Yea for you!! No more junk! And no more pressure to GIVE gifts to other children on your child's birthday. It's weird!
My advice if you really feel the need/desire to donate something -- as someone else suggested, ask the teacher what she wants. My daughter's 1st grade teacher was dying for Legos for indoor recesses but couldn't afford to buy them herself.
Now for my 2 cents which you did NOT ask for and should probably ignore unless you're bored or just too curious...

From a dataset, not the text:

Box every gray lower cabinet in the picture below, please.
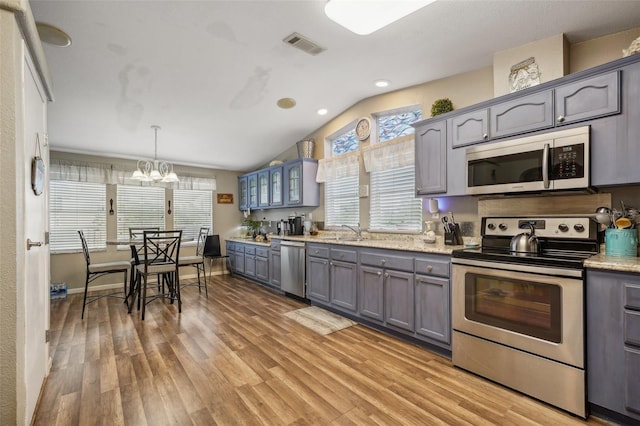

We have birthday parties at home to which we (discreetly) invite our children's close friends and we do send them home with something they made at the party or something from the party (but even then I avoid the party favor junk), but I don't send 26 gifts to my kids' classmates at school. Last year several children in my daughter's class told her she was selfish for not bringing them gifts on her birthday! Arrrgh! But I refuse to cave to the pressure. My kids get the junk from the other kids at school, show it to me in the car like it's a great, valuable, awesome treasure, and then throw it in a drawer with all the others, never to be seen again until the great spring cleaning when they throw it away.
And to the other responder about the food, yes, it's all about allergies. Numerous kids couldn't eat the fruit dip someone mentioned. There are so many foods kids are allergic to and so many birthdays. Imagine being the kid who doesn't get to eat the cupcake or the "whatever" birthday treat 26 times every year! There are two children in my son's class (including my son) who would not be able to eat the treat no matter WHAT it is. (Only MY son could eat some things with prior checking from me, but how could I possibly know in advance a parent was going to send in a treat? And odds are it won't be one he could eat anyway.)
And in the words of Forrest Gump, "That's all I got to say 'bout that."